Seorang pakar dari Universitas Gadjah Mada (UGM) merekomendasikan agar subjek agrikultur dimasukkan ke dalam rancangan pembelajaran nasional. Usulan ini muncul sebagai respons terhadap krisis regenerasi petani di Indonesia, di mana minat generasi muda terhadap sektor pertanian cenderung menurun. Dengan memperkenalkan materi pertanian sejak dini, diharapkan dapat menumbuhkan pemahaman dan minat generasi muda terhadap sektor vital ini.
Bayu Dwi Apri Nugroho, seorang pengamat dari UGM, adalah sosok di balik rekomendasi tersebut. Ia mengusulkan agar materi pertanian tidak hanya diajarkan di jenjang pendidikan tinggi, tetapi juga di sekolah dasar, menengah pertama, dan menengah atas. Menurutnya, subjek agrikultur yang terintegrasi dalam kurikulum nasional akan membantu pelajar memahami bahwa pertanian bukan hanya sekadar pekerjaan tradisional, tetapi juga bidang yang dinamis, modern, dan penuh inovasi. Hal ini krusial mengingat data menunjukkan bahwa persentase petani muda di Indonesia masih sangat kecil dibandingkan dengan petani yang berusia lebih tua, mengindikasikan ancaman serius terhadap ketahanan pangan nasional di masa depan.
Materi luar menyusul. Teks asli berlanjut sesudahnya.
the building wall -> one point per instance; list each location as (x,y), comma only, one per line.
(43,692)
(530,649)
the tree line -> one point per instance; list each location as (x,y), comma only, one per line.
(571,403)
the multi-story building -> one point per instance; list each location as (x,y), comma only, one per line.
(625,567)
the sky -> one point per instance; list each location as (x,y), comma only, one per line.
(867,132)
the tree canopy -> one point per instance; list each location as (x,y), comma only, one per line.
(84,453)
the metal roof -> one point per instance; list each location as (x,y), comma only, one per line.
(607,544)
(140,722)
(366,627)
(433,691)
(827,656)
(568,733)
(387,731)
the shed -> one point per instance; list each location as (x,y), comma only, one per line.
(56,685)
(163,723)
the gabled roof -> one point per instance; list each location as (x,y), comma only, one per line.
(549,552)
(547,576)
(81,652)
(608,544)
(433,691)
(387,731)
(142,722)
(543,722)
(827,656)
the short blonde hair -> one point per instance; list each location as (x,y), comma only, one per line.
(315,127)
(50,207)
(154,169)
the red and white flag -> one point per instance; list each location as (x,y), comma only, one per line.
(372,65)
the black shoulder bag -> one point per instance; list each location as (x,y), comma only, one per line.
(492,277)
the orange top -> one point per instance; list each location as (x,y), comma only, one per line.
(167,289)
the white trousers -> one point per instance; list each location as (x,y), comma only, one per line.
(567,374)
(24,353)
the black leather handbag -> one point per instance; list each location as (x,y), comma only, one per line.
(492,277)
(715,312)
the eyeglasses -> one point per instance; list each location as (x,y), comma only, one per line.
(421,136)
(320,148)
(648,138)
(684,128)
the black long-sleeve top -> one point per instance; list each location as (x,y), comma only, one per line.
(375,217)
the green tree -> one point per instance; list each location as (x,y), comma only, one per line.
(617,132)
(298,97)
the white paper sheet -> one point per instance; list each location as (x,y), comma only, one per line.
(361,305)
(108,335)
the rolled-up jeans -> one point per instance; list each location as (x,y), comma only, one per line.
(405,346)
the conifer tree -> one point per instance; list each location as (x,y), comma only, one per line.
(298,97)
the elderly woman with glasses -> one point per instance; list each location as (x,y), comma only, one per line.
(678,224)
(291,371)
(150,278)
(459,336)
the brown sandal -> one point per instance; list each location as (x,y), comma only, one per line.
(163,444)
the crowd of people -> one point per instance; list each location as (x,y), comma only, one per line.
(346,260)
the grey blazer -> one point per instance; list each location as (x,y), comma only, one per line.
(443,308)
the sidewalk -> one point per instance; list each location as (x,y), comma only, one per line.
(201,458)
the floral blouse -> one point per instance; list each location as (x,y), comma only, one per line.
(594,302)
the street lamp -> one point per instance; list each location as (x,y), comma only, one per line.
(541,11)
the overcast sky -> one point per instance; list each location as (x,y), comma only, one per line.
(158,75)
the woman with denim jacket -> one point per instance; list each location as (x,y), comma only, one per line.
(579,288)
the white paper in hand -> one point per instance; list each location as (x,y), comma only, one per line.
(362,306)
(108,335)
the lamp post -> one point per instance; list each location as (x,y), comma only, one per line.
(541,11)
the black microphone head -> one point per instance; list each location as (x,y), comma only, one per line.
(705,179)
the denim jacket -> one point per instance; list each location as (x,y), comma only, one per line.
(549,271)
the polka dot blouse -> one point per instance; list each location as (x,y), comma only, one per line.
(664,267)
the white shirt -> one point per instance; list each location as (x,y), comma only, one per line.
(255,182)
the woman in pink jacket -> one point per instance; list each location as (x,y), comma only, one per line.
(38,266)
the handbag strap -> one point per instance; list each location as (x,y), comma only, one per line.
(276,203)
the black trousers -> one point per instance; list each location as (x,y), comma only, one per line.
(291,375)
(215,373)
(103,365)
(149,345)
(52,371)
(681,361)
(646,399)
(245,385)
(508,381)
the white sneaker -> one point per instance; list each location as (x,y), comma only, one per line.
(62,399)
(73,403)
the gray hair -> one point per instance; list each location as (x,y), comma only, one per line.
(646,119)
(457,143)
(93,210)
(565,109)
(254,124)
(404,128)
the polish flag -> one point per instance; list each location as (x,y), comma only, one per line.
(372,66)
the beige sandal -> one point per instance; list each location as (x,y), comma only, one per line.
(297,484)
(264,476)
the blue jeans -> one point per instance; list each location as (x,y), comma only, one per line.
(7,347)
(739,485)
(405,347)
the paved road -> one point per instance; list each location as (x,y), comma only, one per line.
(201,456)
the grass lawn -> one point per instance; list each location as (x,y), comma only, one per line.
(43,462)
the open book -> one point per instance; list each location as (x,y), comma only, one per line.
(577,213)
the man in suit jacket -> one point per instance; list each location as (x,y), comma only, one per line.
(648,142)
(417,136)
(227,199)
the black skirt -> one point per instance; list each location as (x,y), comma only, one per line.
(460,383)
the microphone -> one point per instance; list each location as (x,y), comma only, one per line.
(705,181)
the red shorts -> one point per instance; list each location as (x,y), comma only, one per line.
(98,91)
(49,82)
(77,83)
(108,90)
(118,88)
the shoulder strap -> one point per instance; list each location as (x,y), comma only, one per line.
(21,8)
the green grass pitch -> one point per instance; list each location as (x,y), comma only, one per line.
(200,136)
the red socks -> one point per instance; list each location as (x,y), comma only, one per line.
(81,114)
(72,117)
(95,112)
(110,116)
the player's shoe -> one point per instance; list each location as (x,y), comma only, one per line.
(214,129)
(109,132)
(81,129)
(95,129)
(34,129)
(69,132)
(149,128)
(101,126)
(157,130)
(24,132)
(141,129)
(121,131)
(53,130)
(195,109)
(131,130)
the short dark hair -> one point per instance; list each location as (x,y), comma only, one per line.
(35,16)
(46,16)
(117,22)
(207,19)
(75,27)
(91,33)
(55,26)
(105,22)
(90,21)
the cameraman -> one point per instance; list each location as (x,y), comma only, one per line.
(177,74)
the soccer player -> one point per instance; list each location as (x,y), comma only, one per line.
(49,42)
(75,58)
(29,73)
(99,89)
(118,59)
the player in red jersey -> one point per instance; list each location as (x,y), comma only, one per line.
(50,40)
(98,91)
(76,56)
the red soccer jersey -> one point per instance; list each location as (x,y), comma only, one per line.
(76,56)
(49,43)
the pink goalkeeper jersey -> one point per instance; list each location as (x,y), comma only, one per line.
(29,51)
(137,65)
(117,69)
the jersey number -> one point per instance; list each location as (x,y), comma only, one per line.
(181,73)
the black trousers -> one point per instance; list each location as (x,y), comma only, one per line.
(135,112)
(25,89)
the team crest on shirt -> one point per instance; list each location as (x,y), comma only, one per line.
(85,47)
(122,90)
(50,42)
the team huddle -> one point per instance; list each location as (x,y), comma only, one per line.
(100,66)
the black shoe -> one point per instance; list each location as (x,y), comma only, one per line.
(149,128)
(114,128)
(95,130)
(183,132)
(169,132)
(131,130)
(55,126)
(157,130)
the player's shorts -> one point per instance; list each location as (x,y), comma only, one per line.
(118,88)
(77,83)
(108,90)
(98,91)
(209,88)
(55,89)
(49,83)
Selain memasukkan subjek agrikultur ke dalam kurikulum, Bayu Dwi Apri Nugroho juga menyarankan agar pemerintah pusat dan daerah turut mendukung dengan membangun fasilitas pembelajaran inovatif. Contohnya adalah pembangunan agrowisata dan agroedutechnopark. Tempat-tempat semacam ini dapat berfungsi sebagai laboratorium hidup bagi siswa, di mana mereka bisa belajar langsung tentang praktik pertanian modern, teknologi pertanian, dan manajemen agribisnis. Dengan demikian, pembelajaran tidak hanya terbatas pada teori di kelas, tetapi juga pengalaman praktis yang menarik dan relevan.
Pemaparan ide ini disampaikan Bayu dalam sebuah diskusi panel di Kampus UGM pada 11 Januari 2024. Ia optimis bahwa melalui pengenalan dini terhadap subjek agrikultur dan teknologi terkait, Indonesia memiliki potensi besar untuk kembali menjadi eksportir pangan yang disegani. Lebih jauh lagi, inisiatif ini diharapkan dapat meningkatkan kesejahteraan para petani Indonesia di masa mendatang, menciptakan ekosistem pertanian yang berkelanjutan dan menarik bagi generasi muda. Peran aktif Kementerian Pendidikan, Kebudayaan, Riset, dan Teknologi (Kemendikbud Ristek) serta Kementerian Pertanian akan sangat vital dalam mewujudkan rekomendasi ini menjadi kenyataan.